OP's second expression corresponds to $$\Delta p = P(Y=1|D=1,X=\bar{X}) - P(Y=1|D=0,X=\bar{X}),$$ which is $$ \Delta p = \Lambda(\beta_0 + \beta_1 + \beta_2 \bar{X}) - \Lambda(\beta_0 + \beta_2 \bar{X}), $$ where $\Lambda(z) = e^z/(1+e^z)$.

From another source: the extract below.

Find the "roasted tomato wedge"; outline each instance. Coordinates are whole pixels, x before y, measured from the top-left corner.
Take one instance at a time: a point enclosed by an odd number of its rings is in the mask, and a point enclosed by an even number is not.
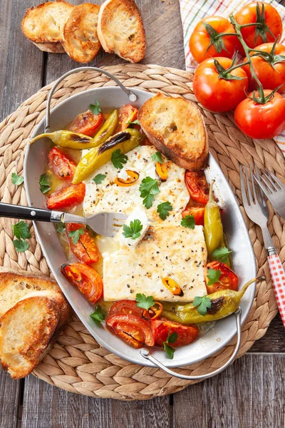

Rationale for dividing by p

OP's first expression corresponds to $(\Delta p)/p$, where $p$ is the proportion of 1's in the sample $P(Y=1)$. This expresses the MEA $\Delta p$ as a ratio to $p$. This is informative as it lets us have better ideas on how large $\Delta p$ is. (For example, if we just have $\Delta p=0.01$, we don't know how large it is. But if $p=0.02$ is also given, then we know $\Delta p=0.01$ is a quite large effect as it is 50% of $p$.) One might call it "MEA as a ratio to Y-bar". Anyway, MEA usually refers to $\Delta p$, but if you mean $(\Delta p)/p$ by it, it should be OK as long as you explain it.

B

The MEA associated with $D$ can also mean $\dot{p}=\partial P(Y=1|D=\bar{D},X=\bar{X})/\partial \bar{D}$. As $$P(Y=1|D=\bar{D},X=\bar{X}) = \Lambda(\beta_0+\beta_1 \bar{D} + \beta_2 \bar{X})$$ for your logit model, we have $$\dot{p} = \frac{\partial \Lambda(\beta_0+\beta_1 \bar{D} + \beta_2 \bar{X})}{\partial \bar{D}} = \beta_1 \lambda(\beta_0 + \beta_1 \bar{D} + \beta_2 \bar{X}),$$ where $\lambda(z) = \Lambda'(z) = e^z / (1+e^z)^2$. Note that $D$ is binary but $\bar{D}$ is continuous so differentiation with respect to $\bar{D}$ makes sense. $\Delta p$ and $\dot{p}$ have different interpretations. I personally think $\Delta p$ in Part A is easier to understand as the notion of $P(Y=1|D=\bar{D}, X=\bar{X})$ is a bit awkward.